19 nisan 1989 gününün akşam saatlerinde gerçekleşen ve artık central park jogger case olarak bilinen cinayete teşebbüs, ağır fiili saldırı ve tecavüz içeren olayın kötü şöhretli 5'lisi olan cental park five'ın gerçek hayat hikayelerini anlatan, 4 bölüm ve yaklaşık 5 saat süren, netflix'in gerçek hayat hikayeleri üzerine kurguladığı belgeselimsi işlerde ne kadar başarılı olduğunu gösteren mini dizi. bana göre doğrudan belgesel bu ama dizi olarak adlandırılması popülerliğini daha da artıracaktır.

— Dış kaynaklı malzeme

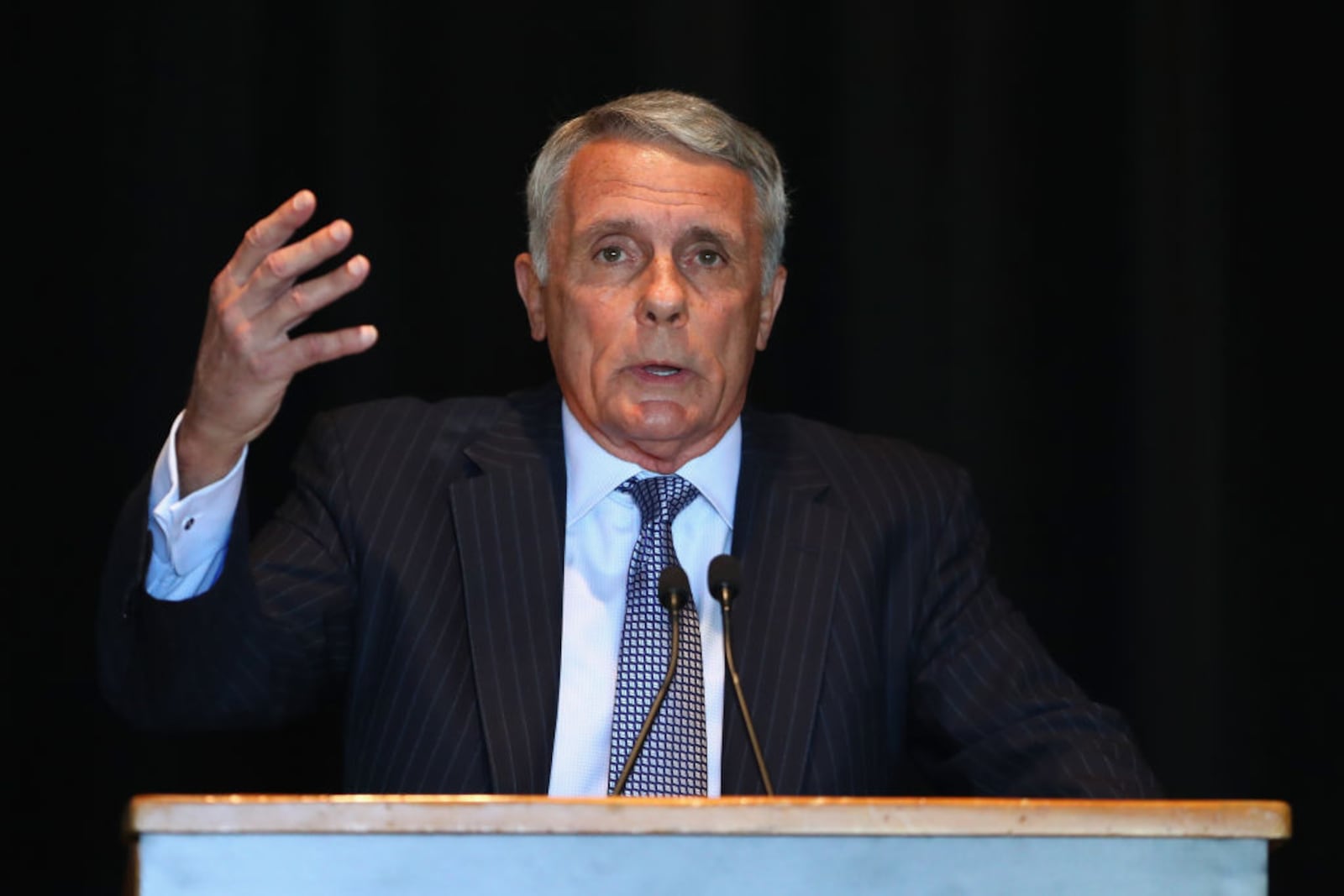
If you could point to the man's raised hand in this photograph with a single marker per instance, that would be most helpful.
(246, 356)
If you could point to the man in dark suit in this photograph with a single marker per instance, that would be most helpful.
(454, 574)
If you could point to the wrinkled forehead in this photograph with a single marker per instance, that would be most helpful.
(620, 177)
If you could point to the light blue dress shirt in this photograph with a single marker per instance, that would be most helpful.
(192, 535)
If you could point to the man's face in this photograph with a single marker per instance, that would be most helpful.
(652, 309)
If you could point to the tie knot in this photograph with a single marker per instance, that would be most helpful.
(660, 497)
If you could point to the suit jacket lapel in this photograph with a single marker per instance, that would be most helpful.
(790, 543)
(510, 521)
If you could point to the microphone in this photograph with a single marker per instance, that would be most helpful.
(725, 584)
(674, 593)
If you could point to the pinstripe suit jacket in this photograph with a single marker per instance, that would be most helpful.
(414, 577)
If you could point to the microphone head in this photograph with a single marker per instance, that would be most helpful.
(674, 587)
(725, 578)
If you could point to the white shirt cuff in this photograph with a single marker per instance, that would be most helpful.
(190, 535)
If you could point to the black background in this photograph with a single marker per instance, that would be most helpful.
(1057, 242)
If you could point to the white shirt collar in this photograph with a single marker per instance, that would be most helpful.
(591, 473)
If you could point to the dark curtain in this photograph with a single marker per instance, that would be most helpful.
(1038, 238)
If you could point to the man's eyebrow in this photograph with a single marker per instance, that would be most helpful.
(711, 235)
(609, 226)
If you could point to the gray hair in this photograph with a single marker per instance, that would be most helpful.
(665, 117)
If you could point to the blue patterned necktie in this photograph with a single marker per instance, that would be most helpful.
(675, 758)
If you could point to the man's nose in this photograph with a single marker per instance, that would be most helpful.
(664, 295)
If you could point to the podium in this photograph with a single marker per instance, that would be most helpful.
(425, 844)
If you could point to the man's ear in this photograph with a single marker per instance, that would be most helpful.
(530, 289)
(770, 307)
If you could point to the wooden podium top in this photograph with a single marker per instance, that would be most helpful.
(917, 817)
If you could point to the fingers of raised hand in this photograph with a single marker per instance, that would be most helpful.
(316, 348)
(300, 301)
(269, 234)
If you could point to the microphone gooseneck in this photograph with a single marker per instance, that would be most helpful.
(674, 593)
(725, 584)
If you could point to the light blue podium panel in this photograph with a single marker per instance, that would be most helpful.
(418, 846)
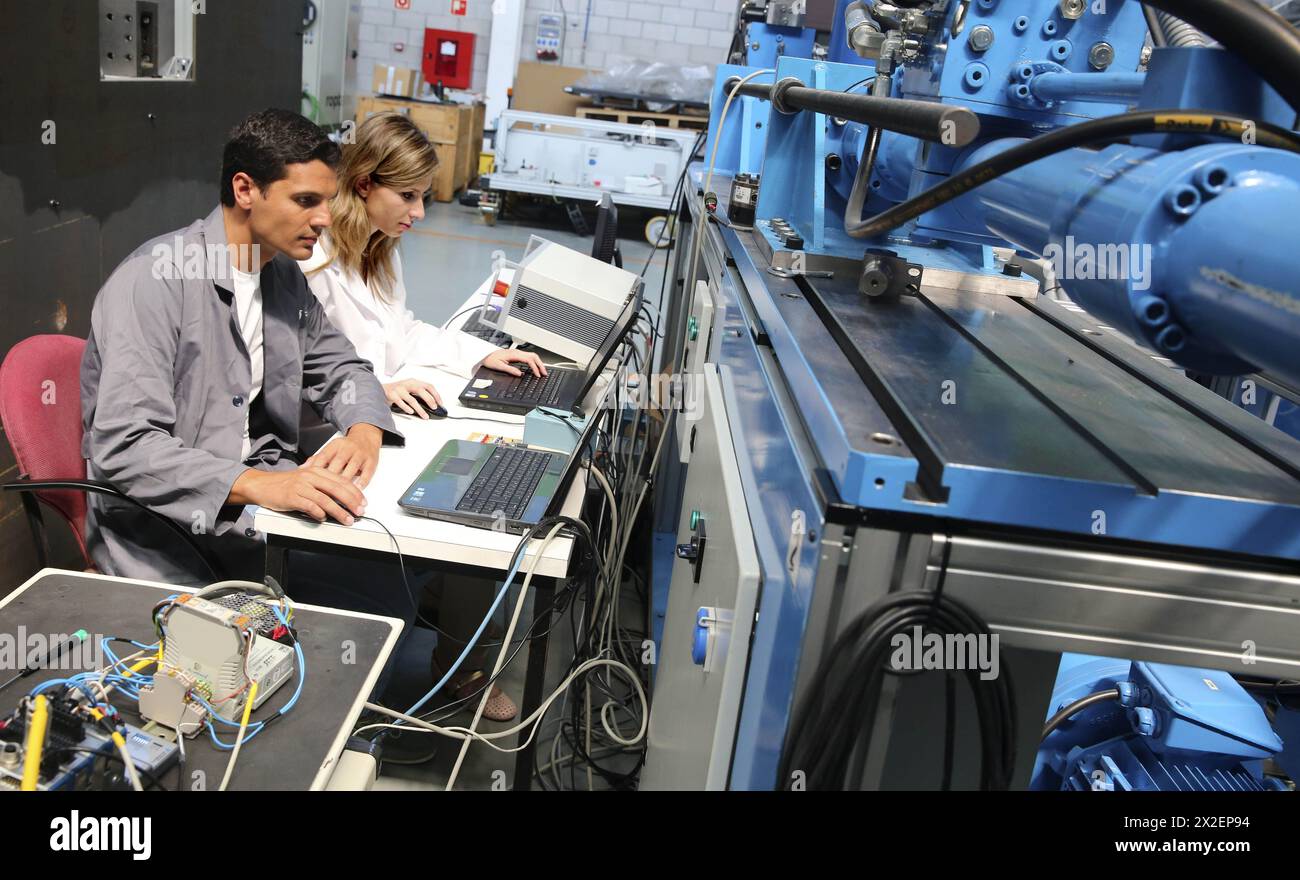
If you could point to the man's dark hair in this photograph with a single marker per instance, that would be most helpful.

izlemeye, harlem'in dibindeki ünlü parkın '80'lerdeki durumundan başlıyorsunuz. dizinin ilk bölümünü izledikten sonra göğsüne öküz oturmayan insan görmedim, bu yönde bir yorum okumadım. ilk bölüm hemen hemen bütün yaşananları çerçevelediği için kısa bir özet olarak nitelendirilebilir. 2. bölüm, 6 ay kadar sonrasını anlatıyor. ilk yargılama sürecinin sonu olarak da görülebilir. ilk bölüm özetse, 2. bölüm yaşanılanların psikolojik detayları üzerinde geniş boyutlarda yoğunlaşan, dizinin belgesel olmasındaki en etkili bölüm. 3. bölüm, yıllar sonrası ile ilgili ve hapishanelerin "suçlu rehabilitasyonu ve suçluların topluma tekrar kazandırılması" niyetiyle inşa edilmiş yapılar olmasının geçersizliği üzerinden "rehabilitenizi götünüze sokun!" mottosu savuran bölüm. dizinin son bölümü doğrudan korey wise'ı anlatıyor. son bölümün vuruculuğu çoğu izleyiciyi derinden sarsmış ama ben dizinin en kötü bölümü olduğunu düşünüyorum. hukuk ve adalet kavramlarını insan psikolojisinin dibine sokarak anlatmak; objektiflikten uzaklaşmak, doğru argümanları aramak yerine kolay yola sapmak ve "şimdi ağlayacaksınız" etkili, sadece duygusal amaç içeren sahneleri izleyicinin gözünün önüne atmak anlamına geliyor benim adıma. gene de, son bölümün toparlayıcılığı ve hikayenin sonuna (yani bugüne) kadar ulaşması nedeniyle çok fazla bok atamıyorum.
gerçek hayat(lar) hikayesi gözünden oldukça başarılı bir dizi bu. 5 karakterin gerçek insanlar olduğunu, yitirilmiş adalet duygusu özelinde değerlendirmek gerek. bu insanların kanlı canlı, senin benim gibi "yaşayan" insanlar olduğu, bir kağıt üzerine yazılan, rastgele isimler verilmiş karton karakterlerden olmadığını ilk bölümün sonlarında "laps!" diye anlıyorsunuz. sonraki bölümler (özellikle 2. bölüm), bu gerçekliğin gerçek hayatta işe yaramayan adalet duygusunun soğuk ve keskin körlüğü üzerinden ilerletilmesi ile birlikte "gerçek hayat buysa, ben neden bir şeyler için ses çıkartmıyorum ve sadece önüme konulan hak kırıntılarıyla karnımı doyurmaya çalışıyorum ki?" sorgusunun yapılma zorunluluğunu da devreye sokuyor. özellikle 2. ve 3. bölümlerde, söz konusu körlüğün içini kendince deşmeye çalışmayan izleyici olduğunu sanmıyorum. dizinin tamamını "aksiyonsuz" bulan andavalların popülist netflikş bataklığındaki "meme, göt, kuku" kemirgenleri olduğundan da eminim.
duygusal çalkantılardan sonra kalbiniz sıkışmıyorsa, gerçek adaletsizlikleri ana haberlerin 10 saniyelik başlıklarında görürken kanal değiştirme isteğiyle kumandaya uzanıyorsanız, faşizm ve adaletsizliğin sadece belli başlı kalıplar (ırk, dil, din, toplumsal çevre, azınlık hissi, meslek yetkinliği ve popülerliği, bystander effect'in kalbini oyduğu toplumsal baskı gibi kalıplar) üzerinden ilerlediğine körü körüne inanıyorsanız ve "aman canım, yanlış zamanda yanlış yerde olmak bu kadar büyütülecek bir şey değil. herkes evde otursaydı yaae" cehaletine bilinçli olarak balıklama dalmak için yanıp tutuşuyorsanız, when they see us'ı izlemeyin. yukarıda bahsettiğim kemirgenlerden olduğunuzu kendinize de açık açık göstermenin yollarından biri, when they see us'ı izledikten sonra beğenmemek için neden ve eksik aramak. geri kalan kitle ise, diziyi izledikten sonra aşağıdakileri yapabilir:
- oprah presents: when they see us now'ı izlemek: dizinin yürütücü yapımcılarından biri olan oprah'ın kendi programında hem dizinin oyuncuları hem hikayeleri anlatılan 5 kişi hem de salonu dolduran seyirciler kahır dolu geçen 1 saatte dava süreci ve sonrası ile ilgili her şeyi anlatıyor. bunu izlemezseniz, dizinin etkisi günlük hayat koşuşturmacalarınızdan dolayı azalarak bitecektir.
- "adalet kör bir kadına benzetildikçe ve hak aramak tek taraflı bir yola doğru bile isteye sürüklendikçe, evlerinden dışarı çıkmayan insanların bile güvenliğinden söz edilemez."